If you’ve paid even the slightest attention to the watchosphere recently, you’ve probably noticed that venerable Swiss manufacture Breitling has been on something of a tear. Since 2017, when a private equity firm restructured the company after 100 years of family ownership, new CEO Georges Kern and crew have set about reinventing Breitling, drawing on their deep heritage for inspiration, while distancing themselves from some of their bigger, bolder, and yes, bling-ier recent past.
It’s a strategy that’s paid off. In contrast to some recent missteps from even the most prestigious brands, Breitling has tattooed some monster hits out of the park, including the original 1959 Navitimer Re-Edition, the SuperOcean Heritage ‘57, and the AVI Ref. 765 Re-Edition. Which leads us to the new Premier Heritage Collection.
Inspired by three generations of the Breitling family, the new collection tips its hat to the past, while forging ahead in some surprising ways. Consisting of six different watches, the collection is separated into three models: The Chronograph, the Duograph, and the Datora. They all share vintage-style hands, Arabic numerals, and alligator straps. Additionally, they’re all COSC-certified chronometers, with 100 meters of water resistance. But there are some significant differences.
The Datora is a model name that traces its history to the 1940s, and this new version is a showpiece of Swiss watchmaking. Available in a 42mm stainless case with a stunning copper dial, or 18k red gold with silver dial, it features a gorgeously balanced tricompax layout, with the addition of day-date windows and a moon-phase function. In particular, the blue chrono and subdial hands of the copper-faced version are just achingly beautiful.
A virtuoso expression of Swiss watchmaking, the 42mm Duograph, in stainless/blue or 18k red gold/black, has a manual-winding movement with what’s called a rattrapante function, which measures two elapsed times at once, via two separate chronograph hands.
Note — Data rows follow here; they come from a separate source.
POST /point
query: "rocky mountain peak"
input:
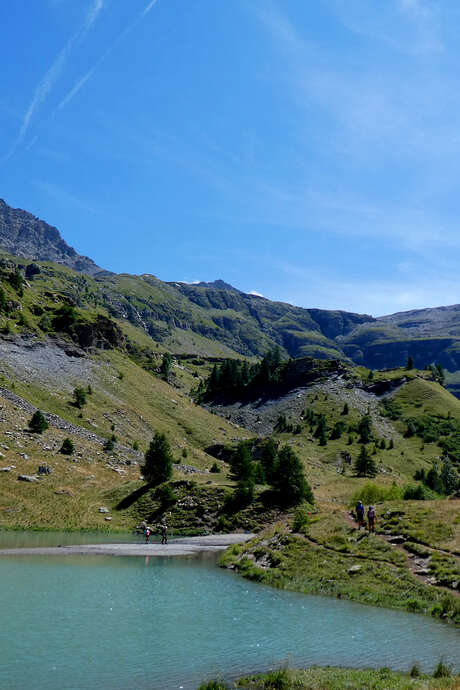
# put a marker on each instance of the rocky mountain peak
(23, 234)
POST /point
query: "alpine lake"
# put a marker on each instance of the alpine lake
(160, 623)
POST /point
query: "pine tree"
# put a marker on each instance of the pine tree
(269, 458)
(321, 427)
(365, 429)
(241, 463)
(158, 463)
(79, 396)
(166, 364)
(67, 447)
(38, 423)
(449, 477)
(364, 464)
(289, 480)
Not the kind of thing you see every day, and as expected, the movement viewed through the sapphire caseback is breathtaking.
Finally, the 40mm-cased Chronograph is a shot across the bow of staid traditionalism in classic watch design. Yes, this manual-wind model is available in a more conservative 18k red gold with silver dial. But in what’s likely to become one of the hottest releases of the spring, the stainless model features a very bold Pistachio green dial, recalling the move to the vibrant colors of the new Rolex Oyster Perpetual (itself a throwback to the ‘Stella’ dialed Rolexes of the past).
Love it or hate it, it makes a statement, and it’s a great hue as we head into the spring season. We think it’s a winner at Coolector HQ, and going by the early buzz, expect that Breitling has another breakout star on its hands, so to speak. Given Breitling’s track record of the past few years, and now with the new Premier Heritage Collection, we’d say that their trajectory will continue upward, and as a longtime fans of the brand, we look forward to what’s to come.